Behind the workings of LIME lies the assumption that every complex model is linear on a local scale and asserting that it is possible to fit a simple model around a single observation that will mimic how the global model behaves at that locality (Pedersen and Benesty, 2016).
LIME explainer fitting steps
- import the lime library
- import lime.lime_tabular
- Fit an explainer using LimeTabularExplainer( ) function
- Supply the x_train values, feature names and class names as ‘Diabetes -ve’, ‘Diabetes +ve’
- Here we used the lasso_path for feature selection
- binned continuous variable into discrete values (discretize_continuous = True) based on “quartile”
- Select mode as classification
import lime
import lime.lime_tabular
explainer = lime.lime_tabular.LimeTabularExplainer(X_train.values, feature_names = X_featurenames, class_names = ['Diabetes -ve', 'Diabetes +ve'], feature_selection = "lasso_path", discretize_continuous = True, discretizer = "quartile", verbose = True, mode = 'classification')
For local level explanation let’s pick an observation from test data who is diabetes +ve. Let’s select the 3rd observation (index 254). Here are the first 5 observations from X_test dataset including 3rd observation (index number 254)
X_test.iloc[0:5]
Let’s observe the output variable. You can observe the 3rd observation (index 254) has a value of 1 which indicates it is diabetes +ve.
Y_test.iloc[0:5]
Let’s see whether LIME able to interpret which variables contribute to +ve diabetes and what is the impact magnitude and direction for observation 3 (index number 254)
Explain an observation
For model explanation, one needs to supply the observation and the model predicted probabilities.

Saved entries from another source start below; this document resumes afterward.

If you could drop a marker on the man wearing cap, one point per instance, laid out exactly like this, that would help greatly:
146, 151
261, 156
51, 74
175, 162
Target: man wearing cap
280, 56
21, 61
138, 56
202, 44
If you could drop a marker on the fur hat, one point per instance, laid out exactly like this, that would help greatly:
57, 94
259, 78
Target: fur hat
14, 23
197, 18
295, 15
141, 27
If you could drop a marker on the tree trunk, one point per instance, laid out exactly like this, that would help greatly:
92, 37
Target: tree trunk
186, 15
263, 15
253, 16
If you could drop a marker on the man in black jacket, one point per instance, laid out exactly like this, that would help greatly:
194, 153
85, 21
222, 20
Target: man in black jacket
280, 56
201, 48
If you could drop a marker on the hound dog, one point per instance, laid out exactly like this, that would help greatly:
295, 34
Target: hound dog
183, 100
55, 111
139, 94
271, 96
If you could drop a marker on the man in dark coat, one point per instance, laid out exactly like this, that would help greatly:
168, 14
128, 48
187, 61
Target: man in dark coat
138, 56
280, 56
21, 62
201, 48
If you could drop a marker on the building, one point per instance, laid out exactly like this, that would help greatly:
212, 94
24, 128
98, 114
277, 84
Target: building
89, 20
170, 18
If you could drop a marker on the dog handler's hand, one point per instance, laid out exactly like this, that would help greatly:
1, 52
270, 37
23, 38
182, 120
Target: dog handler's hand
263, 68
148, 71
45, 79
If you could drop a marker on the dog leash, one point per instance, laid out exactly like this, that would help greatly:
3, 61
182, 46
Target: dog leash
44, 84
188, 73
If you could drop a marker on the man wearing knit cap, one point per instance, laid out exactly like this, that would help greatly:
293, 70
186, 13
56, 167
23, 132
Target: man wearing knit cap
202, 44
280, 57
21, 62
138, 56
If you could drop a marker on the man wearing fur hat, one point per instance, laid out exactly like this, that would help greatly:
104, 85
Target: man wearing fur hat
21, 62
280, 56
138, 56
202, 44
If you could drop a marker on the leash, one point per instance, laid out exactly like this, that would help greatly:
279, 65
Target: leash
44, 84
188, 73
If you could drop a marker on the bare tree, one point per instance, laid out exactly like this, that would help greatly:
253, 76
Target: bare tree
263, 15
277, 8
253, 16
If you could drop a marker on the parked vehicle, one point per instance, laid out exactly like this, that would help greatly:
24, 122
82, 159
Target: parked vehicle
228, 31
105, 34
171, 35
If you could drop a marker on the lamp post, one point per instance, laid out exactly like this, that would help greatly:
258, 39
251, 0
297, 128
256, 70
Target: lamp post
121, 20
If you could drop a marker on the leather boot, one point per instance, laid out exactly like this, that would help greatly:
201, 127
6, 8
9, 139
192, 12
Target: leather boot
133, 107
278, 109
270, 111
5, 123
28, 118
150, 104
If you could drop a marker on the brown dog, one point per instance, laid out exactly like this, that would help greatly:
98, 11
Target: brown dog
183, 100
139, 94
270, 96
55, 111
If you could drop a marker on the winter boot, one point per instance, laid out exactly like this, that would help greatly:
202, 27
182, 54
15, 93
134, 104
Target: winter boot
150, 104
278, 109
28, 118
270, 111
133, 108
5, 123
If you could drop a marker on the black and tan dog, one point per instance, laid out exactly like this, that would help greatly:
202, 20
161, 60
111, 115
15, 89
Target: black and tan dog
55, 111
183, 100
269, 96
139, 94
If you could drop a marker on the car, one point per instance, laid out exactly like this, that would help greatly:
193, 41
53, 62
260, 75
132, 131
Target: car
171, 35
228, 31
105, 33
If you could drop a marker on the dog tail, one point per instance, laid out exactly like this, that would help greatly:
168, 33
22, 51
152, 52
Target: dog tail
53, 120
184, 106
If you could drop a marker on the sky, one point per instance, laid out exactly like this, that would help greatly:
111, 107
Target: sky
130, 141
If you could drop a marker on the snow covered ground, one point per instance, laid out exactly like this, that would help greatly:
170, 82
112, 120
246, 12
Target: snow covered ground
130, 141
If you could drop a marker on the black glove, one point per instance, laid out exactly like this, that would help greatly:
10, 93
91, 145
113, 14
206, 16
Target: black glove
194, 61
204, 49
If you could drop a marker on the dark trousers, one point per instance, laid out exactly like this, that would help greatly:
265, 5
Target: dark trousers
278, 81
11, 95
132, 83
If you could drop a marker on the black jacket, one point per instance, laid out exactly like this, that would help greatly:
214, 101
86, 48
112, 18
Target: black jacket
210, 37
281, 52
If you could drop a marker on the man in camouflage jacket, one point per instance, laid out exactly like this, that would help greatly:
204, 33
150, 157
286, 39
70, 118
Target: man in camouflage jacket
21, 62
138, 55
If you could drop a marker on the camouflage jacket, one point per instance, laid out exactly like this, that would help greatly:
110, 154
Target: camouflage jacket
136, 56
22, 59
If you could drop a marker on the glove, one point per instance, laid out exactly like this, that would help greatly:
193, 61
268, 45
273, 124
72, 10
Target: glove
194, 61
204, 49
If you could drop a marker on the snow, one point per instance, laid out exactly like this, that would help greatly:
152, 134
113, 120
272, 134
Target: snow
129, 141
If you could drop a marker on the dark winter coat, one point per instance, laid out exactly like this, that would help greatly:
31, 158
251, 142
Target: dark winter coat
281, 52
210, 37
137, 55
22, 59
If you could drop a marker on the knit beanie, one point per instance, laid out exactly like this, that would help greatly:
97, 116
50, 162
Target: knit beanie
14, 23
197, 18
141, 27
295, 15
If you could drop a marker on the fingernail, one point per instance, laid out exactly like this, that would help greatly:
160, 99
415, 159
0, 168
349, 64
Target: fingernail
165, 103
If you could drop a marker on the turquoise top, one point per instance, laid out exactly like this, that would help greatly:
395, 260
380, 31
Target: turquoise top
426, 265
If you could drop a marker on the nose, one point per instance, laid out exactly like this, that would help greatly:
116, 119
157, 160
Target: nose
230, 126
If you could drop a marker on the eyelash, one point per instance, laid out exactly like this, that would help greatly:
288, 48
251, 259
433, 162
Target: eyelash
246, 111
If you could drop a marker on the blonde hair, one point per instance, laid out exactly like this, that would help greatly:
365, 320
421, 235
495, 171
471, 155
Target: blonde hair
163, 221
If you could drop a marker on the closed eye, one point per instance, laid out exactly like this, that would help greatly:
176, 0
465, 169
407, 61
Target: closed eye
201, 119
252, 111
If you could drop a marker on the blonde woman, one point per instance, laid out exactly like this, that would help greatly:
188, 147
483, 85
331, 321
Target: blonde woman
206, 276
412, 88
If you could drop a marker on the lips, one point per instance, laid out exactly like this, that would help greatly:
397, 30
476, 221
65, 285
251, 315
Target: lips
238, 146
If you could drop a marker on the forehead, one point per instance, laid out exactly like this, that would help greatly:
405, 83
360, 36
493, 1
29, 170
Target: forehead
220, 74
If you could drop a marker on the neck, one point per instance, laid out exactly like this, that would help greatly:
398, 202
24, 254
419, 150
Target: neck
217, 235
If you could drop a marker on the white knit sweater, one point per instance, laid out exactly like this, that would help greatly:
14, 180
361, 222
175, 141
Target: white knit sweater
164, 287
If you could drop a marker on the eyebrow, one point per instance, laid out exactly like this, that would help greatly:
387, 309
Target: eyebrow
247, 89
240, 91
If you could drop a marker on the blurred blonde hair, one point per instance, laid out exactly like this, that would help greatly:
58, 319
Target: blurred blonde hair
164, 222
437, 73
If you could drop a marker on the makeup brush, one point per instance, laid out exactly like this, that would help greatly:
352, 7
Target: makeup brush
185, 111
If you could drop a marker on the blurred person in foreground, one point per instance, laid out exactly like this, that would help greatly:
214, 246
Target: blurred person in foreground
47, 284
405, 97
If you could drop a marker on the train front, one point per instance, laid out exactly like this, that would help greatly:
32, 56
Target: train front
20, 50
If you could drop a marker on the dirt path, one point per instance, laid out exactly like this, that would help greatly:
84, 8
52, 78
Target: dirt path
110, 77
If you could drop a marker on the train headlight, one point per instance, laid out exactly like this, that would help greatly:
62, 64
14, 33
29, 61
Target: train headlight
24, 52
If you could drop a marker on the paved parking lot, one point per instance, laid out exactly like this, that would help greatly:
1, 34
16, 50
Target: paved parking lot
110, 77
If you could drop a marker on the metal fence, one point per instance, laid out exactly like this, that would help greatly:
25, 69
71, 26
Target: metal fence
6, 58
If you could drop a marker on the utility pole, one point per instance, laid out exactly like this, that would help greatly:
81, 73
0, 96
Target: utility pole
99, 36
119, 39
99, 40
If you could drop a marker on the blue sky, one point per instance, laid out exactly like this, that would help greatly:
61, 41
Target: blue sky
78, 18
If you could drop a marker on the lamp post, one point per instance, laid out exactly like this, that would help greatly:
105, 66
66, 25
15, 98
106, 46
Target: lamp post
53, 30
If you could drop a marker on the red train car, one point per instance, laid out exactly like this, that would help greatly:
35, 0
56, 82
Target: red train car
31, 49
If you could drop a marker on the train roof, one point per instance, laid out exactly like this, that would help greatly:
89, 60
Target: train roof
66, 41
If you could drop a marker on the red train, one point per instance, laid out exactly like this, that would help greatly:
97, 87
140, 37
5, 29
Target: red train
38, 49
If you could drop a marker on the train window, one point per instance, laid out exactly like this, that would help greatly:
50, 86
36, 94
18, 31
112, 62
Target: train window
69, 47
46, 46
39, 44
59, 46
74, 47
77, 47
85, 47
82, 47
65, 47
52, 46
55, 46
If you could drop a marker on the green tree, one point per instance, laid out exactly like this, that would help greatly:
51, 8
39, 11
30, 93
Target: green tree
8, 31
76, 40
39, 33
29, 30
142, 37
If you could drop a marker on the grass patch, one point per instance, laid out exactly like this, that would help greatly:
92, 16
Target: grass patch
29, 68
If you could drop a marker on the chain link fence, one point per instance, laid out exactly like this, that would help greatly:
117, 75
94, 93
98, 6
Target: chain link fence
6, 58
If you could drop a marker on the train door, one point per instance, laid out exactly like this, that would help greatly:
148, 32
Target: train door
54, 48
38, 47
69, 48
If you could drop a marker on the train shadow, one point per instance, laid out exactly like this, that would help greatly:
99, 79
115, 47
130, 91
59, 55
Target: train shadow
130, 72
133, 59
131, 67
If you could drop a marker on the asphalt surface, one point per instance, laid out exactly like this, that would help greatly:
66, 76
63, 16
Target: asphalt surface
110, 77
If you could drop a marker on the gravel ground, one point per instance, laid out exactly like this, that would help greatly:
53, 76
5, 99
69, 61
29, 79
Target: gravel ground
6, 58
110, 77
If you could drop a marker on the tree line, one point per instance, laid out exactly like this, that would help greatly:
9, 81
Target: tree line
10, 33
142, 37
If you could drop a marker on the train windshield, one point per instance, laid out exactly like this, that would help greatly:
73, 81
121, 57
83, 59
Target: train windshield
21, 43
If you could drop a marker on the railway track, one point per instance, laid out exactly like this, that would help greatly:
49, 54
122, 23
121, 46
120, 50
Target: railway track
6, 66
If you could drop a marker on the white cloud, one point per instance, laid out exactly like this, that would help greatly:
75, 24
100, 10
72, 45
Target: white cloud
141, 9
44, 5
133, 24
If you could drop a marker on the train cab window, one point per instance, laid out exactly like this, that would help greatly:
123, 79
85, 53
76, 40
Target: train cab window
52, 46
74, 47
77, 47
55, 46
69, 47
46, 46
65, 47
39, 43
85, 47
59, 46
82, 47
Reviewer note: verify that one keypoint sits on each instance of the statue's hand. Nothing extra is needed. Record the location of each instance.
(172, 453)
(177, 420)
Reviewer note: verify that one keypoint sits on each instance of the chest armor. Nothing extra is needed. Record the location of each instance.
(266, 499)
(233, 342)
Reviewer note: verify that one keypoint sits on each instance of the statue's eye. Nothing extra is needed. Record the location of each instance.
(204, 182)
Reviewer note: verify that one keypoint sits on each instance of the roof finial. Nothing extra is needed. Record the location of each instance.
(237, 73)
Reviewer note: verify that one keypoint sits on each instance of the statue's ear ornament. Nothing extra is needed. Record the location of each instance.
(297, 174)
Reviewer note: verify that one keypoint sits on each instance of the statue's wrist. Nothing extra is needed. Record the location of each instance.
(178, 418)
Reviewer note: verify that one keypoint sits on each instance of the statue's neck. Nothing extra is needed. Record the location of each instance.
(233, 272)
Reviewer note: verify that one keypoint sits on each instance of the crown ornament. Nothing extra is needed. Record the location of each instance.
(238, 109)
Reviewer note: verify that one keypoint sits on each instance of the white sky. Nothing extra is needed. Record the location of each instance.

The output shows the local level LIME model intercept is 0.245 and LIME model prediction is 0.613 (Prediction_local). The original random forest model prediction 0.589. Now, we can plot the explaining variables to show their contribution. In the plot, the right side green bar shows support for +ve diabetes while left side red bars contradicts the support. The variable glucose > 142 shows the highest support for +ve diabetes for the selected observation. In other words for observation 3 in the test dataset having glucose> 142 primarily contributed to +ve diabetes.
exp = explainer.explain_instance(X_test.iloc[2], model.predict_proba)
exp.as_pyplot_figure()
Similarly, you can plot a detailed explanation using the show_in_notebook( ) function.
exp = explainer.explain_instance(X_test.iloc[2], model.predict_proba)
exp.show_in_notebook(show_table = True, show_all = False)
In summary, black-box models nowadays not a black box anymore. There are plenty of algorithms that have been proposed by researchers. Some of them are LIME, Sharp values etc. The above explanation mechanism could be used for all major classification and regression algorithms, even for the deep neural networks.